Simbol-simbol kenegaraan ini ditetapkan oleh New Guinea Raad / NGR
(Dewan New Guinea). NGR didirikan pada tanggal 5 April 1961 secara
demokratis oleh rakyat Papua Barat bekerjasama dengan pemerintah
Belanda. Nama negara, lagu kebangsaan serta bendera telah diakui oleh
seluruh rakyat Papua Barat dan pemerintah Belanda.
Ketujuh:
Dari
1 Oktober 1962 hingga 1 Mei 1963, Papua Barat merupakan daerah
perwalian PBB di bawah United Nations Temporary Executive Authority
(UNTEA) dan dari tahun 1963 hingga 1969, Papua Barat merupakan daerah
perselisihan internasional (international dispute region). Kedua aspek
ini menggaris-bawahi sejarah Papua Barat di dunia politik internasional
dan sekaligus menunjukkan perbedaannya dengan perkembangan sejarah
Indonesia bahwa kedua bangsa ini tidak saling memiliki hubungan sejarah.
Kedelapan:
Pernah
diadakan plebisit (Pepera) pada tahun 1969 di Papua Barat yang hasilnya
diperdebatkan di dalam Majelis Umum PBB. Beberapa negara anggota PBB
tidak setuju dengan hasil Pepera (Penentuan Pendapat Rakyat) karena
hanya merupakan hasil rekayasa pemerintah Indonesia. Adanya masalah
Papua Barat di atas agenda Majelis Umum PBB menggaris-bawahi nilai
sejarah Papua Barat di dunia politik internasional. Ketidaksetujuan
beberapa anggota PBB dan kesalahan PBB dalam menerima hasil Pepera
merupakan motivasi untuk menuntut agar PBB kembali memperbaiki sejarah
yang salah. Kesalahan itu sungguh melanggar prinsip-prinsip PBB sendiri.
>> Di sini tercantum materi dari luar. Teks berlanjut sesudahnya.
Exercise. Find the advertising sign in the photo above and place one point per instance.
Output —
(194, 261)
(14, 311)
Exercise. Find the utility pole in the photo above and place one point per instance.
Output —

(Silahkan lihat lebih lanjut pokok tentang Pepera dalam Karkara oleh
Ottis Simopiaref).
Kesembilan:
Rakyat Papua Barat, melalui pemimpin-pemimpin mereka, sejak awal telah
menyampaikan berbagai pernyataan politik untuk menolak menjadi bagian
dari RI. Frans Kaisiepo (almarhum), bekas gubernur Irian Barat, pada
konferensi Malino 1946 di Sulawesi Selatan, menyatakan dengan jelas
bahwa rakyatnya tidak ingin dihubungkan dengan sebuah negara RI (Plunder
in Paradise oleh Anti-Slavery Society). Johan Ariks (alm.), tokoh
populer rakyat Papua Barat pada tahun 1960-an, menyampaikan secara tegas
perlawanannya terhadap masuknya Papua Barat ke dalam Indonesia (Plunder
in Paradise oleh Anti-Slavery Society). Angganita Menufandu (alm.) dan
Stefanus Simopiaref (alm.) dari Gerakan Koreri, Raja Ati Ati (alm.) dari
Fakfak, L.R. Jakadewa (alm.) dari DVP-Demokratische Volkspartij,
Lodewijk Mandatjan (alm.) dan Obeth Manupapami (alm.) dari
PONG-Persatuan Orang Nieuw-Guinea, Barend Mandatjan (alm.), Ferry Awom
(alm.) dari Batalyon Papua, Permenas Awom (alm.), Jufuway (alm.), Arnold
Ap (alm.), Eliezer Bonay (alm.), Adolf Menase Suwae (alm.), Dr. Thomas
Wainggai (alm.), Nicolaas Jouwe, Markus Wonggor Kaisiepo dan
lain-lainnya dengan cara masing-masing, pada saat yang berbeda dan
kadang-kadang di tempat yang berbeda memprotes adanya penjajahan asing
di Papua Barat.
4. realitas sekarang
Rakyat
Papua Barat menyadari dirinya sendiri sebagai bangsa yang terjajah sejak
adanya kekuasaan asing di Papua Barat. Kesadaran tersebut tetap menjadi
kuat dari waktu ke waktu bahwa rakyat Papua Barat memiliki identitas
tersendiri yang berbeda dengan bangsa lain. Di samping itu, penyandaran
diri setiap kali pada identitas pribadi yang adalah dasar perjuangan,
merupakan akibat dari kekejaman praktek-praktek kolonialisme Indonesia.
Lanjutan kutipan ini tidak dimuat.